At 6-2, Tillman is similar in stature to Sherman and Browner. He harassed Johnson all evening and contested most of his 11 targets, limiting Johnson to three catches for 34 yards in Chicago’s 13-7 win over Detroit on Monday night.
Tillman earned NFC Defensive Player of the Week honors for his effort.
Seattle players watched the Monday Night Game as a homework assignment in preparation for the Lions this week, and Sherman took notice of Tillman’s performance.
“Tillman has just played against him for a long time,” Sherman said. “He’s been playing him every year, so he’s just kind of gotten used to playing him.
“But he’s a similar-sized corner as me and BB (Brandon Browner). We play a little different defense than them, so it’s not quite the blueprint, but he showed some things you can do against him.”
BALDWIN OUT WITH ANKLE SPRAIN
Carroll said Seattle’s leading receiver from last year, Doug Baldwin, has a high-ankle sprain and likely will not play in Sunday’s game at Detroit.
Baldwin did not practice Wednesday.
Baldwin has dealt with a rash of injuries this season, starting with a hamstring injury that forced him to miss most of exhibition play. Baldwin also had a shoulder injury that kept him out of the Green Bay game.
Because of the injuries, Baldwin’s numbers have suffered. He has 11 receptions for 149 yards and one touchdown in six games played.
“Unfortunately he’s going to be a couple weeks out anyway,” Carroll said. “That’s a change for us because we were just getting him going and felt like he was coming around. But we’ll get him back when we can.”
Carroll said Charly Martin and Golden Tate will fill in at slot receiver with Baldwin out.
Defensive lineman Jason Jones also did not practice Wednesday because of a sore ankle, and cornerback Byron Maxwell remains sidelined with a hamstring injury.

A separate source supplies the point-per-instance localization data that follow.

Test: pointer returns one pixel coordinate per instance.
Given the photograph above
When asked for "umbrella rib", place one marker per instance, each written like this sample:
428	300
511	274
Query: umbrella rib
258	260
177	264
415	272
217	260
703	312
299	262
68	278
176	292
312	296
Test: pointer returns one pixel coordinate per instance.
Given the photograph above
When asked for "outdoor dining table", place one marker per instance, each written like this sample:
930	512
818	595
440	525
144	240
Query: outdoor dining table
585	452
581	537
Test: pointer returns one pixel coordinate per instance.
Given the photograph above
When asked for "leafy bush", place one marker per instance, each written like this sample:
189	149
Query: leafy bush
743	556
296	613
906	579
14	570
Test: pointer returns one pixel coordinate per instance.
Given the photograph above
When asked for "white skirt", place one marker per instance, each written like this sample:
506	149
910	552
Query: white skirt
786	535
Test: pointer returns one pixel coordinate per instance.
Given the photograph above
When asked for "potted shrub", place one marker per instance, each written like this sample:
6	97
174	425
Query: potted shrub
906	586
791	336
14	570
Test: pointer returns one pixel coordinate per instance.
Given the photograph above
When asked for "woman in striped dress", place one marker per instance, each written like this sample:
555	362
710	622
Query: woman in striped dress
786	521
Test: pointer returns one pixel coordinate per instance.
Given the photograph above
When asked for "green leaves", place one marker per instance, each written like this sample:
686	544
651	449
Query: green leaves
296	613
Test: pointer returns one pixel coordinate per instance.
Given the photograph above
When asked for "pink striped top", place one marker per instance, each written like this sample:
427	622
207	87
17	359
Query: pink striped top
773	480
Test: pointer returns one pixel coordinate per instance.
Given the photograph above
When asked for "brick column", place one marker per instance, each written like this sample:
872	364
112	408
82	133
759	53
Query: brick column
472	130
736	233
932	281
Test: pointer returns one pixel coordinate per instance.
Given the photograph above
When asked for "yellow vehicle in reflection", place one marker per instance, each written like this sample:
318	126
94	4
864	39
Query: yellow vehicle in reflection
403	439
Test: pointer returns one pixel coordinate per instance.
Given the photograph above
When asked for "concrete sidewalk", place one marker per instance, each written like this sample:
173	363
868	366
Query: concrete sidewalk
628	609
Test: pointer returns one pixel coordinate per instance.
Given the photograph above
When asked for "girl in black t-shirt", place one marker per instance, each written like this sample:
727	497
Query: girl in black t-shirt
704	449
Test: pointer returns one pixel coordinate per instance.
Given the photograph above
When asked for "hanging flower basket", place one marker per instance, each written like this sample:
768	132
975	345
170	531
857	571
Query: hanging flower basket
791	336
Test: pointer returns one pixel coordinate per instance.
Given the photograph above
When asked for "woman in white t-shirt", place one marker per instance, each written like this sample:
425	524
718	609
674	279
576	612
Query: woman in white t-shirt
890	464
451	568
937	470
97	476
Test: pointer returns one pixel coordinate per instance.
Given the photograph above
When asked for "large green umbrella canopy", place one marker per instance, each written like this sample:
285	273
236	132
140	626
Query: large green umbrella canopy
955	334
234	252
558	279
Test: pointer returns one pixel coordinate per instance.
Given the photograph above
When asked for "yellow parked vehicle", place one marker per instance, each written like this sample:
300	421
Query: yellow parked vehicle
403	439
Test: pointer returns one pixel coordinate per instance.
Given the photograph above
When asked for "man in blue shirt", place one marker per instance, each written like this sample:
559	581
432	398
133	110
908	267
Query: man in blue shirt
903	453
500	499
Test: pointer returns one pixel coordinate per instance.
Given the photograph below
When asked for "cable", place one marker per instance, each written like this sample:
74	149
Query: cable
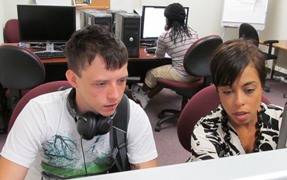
84	157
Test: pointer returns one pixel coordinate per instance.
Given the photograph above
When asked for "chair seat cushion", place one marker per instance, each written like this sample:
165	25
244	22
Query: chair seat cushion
186	89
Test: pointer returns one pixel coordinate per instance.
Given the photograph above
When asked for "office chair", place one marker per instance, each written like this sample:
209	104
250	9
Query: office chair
11	31
196	63
39	90
198	106
20	70
247	31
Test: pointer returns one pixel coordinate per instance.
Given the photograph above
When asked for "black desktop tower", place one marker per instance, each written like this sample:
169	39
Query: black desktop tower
128	30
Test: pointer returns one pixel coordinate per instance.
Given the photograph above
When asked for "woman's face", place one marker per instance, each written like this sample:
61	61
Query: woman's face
242	100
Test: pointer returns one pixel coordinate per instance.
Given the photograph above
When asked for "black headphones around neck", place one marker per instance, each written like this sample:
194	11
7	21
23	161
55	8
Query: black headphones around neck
89	124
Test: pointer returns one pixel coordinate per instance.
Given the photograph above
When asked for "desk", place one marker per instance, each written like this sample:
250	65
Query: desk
255	166
137	66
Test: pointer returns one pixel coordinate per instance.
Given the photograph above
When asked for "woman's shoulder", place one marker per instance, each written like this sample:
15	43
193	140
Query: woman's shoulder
211	120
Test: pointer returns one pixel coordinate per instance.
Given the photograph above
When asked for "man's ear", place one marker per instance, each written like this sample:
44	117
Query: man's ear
72	78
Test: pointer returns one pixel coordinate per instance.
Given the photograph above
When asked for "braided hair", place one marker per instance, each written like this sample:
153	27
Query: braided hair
175	15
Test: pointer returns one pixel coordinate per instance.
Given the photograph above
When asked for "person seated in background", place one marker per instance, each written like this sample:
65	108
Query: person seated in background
175	41
242	123
45	142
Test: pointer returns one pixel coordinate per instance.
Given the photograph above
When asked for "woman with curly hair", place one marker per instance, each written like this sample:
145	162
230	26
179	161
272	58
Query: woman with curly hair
175	41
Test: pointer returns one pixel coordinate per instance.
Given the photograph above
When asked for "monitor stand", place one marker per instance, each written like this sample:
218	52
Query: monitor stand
50	47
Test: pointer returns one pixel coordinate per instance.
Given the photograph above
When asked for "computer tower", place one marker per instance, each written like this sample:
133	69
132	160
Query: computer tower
128	30
101	17
113	13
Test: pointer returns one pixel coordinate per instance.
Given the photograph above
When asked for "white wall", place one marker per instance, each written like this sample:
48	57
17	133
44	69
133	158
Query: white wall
204	16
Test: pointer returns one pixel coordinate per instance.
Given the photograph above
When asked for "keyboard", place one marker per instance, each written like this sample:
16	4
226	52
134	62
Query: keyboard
150	50
50	54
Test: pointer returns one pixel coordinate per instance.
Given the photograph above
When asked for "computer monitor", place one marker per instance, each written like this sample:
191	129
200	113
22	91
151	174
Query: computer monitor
153	22
46	24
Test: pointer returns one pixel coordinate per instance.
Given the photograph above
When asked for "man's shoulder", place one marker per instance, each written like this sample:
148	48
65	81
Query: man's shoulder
56	96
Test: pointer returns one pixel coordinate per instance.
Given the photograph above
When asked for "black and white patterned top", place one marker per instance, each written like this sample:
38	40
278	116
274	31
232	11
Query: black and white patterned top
207	140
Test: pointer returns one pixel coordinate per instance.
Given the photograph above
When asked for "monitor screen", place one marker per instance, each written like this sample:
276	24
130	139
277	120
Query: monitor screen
46	23
153	22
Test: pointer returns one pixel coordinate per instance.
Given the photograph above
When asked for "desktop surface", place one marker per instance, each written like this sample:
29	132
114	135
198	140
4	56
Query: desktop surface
255	166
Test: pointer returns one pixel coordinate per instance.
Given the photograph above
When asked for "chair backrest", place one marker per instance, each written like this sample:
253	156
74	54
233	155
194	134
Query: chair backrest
197	57
248	32
39	90
198	106
19	69
11	31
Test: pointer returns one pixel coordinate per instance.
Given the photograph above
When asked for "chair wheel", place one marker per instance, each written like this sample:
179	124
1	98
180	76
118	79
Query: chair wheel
160	115
157	129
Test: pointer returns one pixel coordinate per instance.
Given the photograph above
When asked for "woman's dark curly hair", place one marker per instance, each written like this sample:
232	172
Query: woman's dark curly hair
175	15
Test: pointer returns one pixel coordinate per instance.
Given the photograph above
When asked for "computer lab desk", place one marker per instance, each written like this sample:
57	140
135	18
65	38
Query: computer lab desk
137	66
255	166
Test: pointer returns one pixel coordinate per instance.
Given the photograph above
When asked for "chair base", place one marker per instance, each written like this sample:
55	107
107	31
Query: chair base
162	115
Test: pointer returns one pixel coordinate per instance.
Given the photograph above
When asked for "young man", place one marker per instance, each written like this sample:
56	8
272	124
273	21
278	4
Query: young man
46	141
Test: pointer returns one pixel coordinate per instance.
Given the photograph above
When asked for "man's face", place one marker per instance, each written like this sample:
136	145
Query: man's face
98	89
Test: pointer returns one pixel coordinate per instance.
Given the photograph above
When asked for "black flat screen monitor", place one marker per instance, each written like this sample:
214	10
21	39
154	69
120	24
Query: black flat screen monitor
46	23
153	22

Outside linebacker Malcolm Smith (concussion) has been cleared, according to Carroll, and practiced Wednesday.
Carroll said he’ll take a close look at cornerback Walter Thurmond (leg) and offensive lineman John Moffitt (knee) this week to see how close they are to being able to play.
Carroll would not say if either player will figure into the equation this weekend.